Lo peor de todo, ahora que estalla la crisis, es que las preguntas sin respuestas se acumulan encima de la mesa. Seguimos sin saber si el CNI utilizaba el programa Pegasus para espiar independentistas, cuánto tiempo trabajó con esta herramienta intrusiva y si se usaba bajo mandamiento judicial; seguimos sin que nadie nos explique para qué nuestro Gobierno compró este poderoso spyware creado por la firma israelí NSO, o sea la gente próxima al Mosad; y sobre todo seguimos sin que nadie nos aclare por qué el PSOE, a esta hora, sopesa votar en contra de una comisión parlamentaria de investigación mientras su socio en el Ejecutivo de coalición, Unidas Podemos, la reclama con insistencia. Los socialistas argumentan que prefieren esperar a las explicaciones de la directora del CNI, Paz Esteban López, en la comisión de secretos oficiales. Poco o nada debemos esperar de esa comparecencia. Nada que pueda afectar a la seguridad del Estado será revelado en esa ni en cualquier otra comisión. En España, cuando los servicios de inteligencia se meten por medio siempre se acaba echando tierra encima. El pueblo español lleva desde 1981 pidiendo las cintas secretas del Cesid sobre el 23F y ahí nos hemos quedado, con las ganas de saber qué pasó. Solo a través de investigaciones periodísticas, de historiadores y novelistas hemos podido conocer que el tejerazo fue la consecuencia del proceso de nazificación o fascistización del Ejército español. Curiosamente, un fenómeno que hoy, alentado por el auge de la extrema derecha, vuelve a repetirse tristemente y al que nadie presta la debida atención.
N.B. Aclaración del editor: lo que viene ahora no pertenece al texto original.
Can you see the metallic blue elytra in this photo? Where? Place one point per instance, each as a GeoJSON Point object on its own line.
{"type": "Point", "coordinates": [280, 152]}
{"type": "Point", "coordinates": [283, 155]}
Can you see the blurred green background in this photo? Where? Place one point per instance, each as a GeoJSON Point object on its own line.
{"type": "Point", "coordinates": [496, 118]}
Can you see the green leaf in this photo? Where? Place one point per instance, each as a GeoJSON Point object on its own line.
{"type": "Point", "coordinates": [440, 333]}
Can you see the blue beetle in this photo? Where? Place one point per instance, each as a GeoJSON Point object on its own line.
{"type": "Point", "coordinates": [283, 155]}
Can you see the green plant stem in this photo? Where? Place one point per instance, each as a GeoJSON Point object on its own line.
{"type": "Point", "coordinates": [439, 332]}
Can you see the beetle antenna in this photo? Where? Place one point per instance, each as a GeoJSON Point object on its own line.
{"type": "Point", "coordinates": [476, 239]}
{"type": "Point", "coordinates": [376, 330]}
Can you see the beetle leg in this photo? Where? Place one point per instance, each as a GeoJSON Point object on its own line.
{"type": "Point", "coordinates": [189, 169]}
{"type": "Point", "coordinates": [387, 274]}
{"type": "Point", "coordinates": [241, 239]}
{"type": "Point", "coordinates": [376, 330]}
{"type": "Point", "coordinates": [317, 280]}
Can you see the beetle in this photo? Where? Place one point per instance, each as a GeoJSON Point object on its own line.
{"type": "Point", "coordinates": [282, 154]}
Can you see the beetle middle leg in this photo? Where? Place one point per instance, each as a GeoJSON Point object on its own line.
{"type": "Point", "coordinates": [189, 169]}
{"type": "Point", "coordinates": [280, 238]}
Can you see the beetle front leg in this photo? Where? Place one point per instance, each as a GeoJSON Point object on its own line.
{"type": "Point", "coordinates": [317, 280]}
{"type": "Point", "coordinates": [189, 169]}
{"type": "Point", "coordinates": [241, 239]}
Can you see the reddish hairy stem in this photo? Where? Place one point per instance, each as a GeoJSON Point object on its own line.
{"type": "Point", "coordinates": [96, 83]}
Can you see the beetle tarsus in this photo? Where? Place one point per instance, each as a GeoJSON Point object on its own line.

Solo hay una forma de sanear nuestra enferma democracia: luz y taquígrafos. Llegar hasta el fondo del turbio asunto Catalangate. Dimisiones, juicio a los responsables de las escuchas ilegales (caso de que los haya) y limpieza en profundidad de las cloacas. No vemos otra manera de acabar con este cáncer. Pegasus cabalga sin control, las democracias occidentales tiemblan. Estamos en guerra contra un enemigo invisible. La mano negra de Putin, gran símbolo de las autocracias totalitarias, se presiente en todas partes.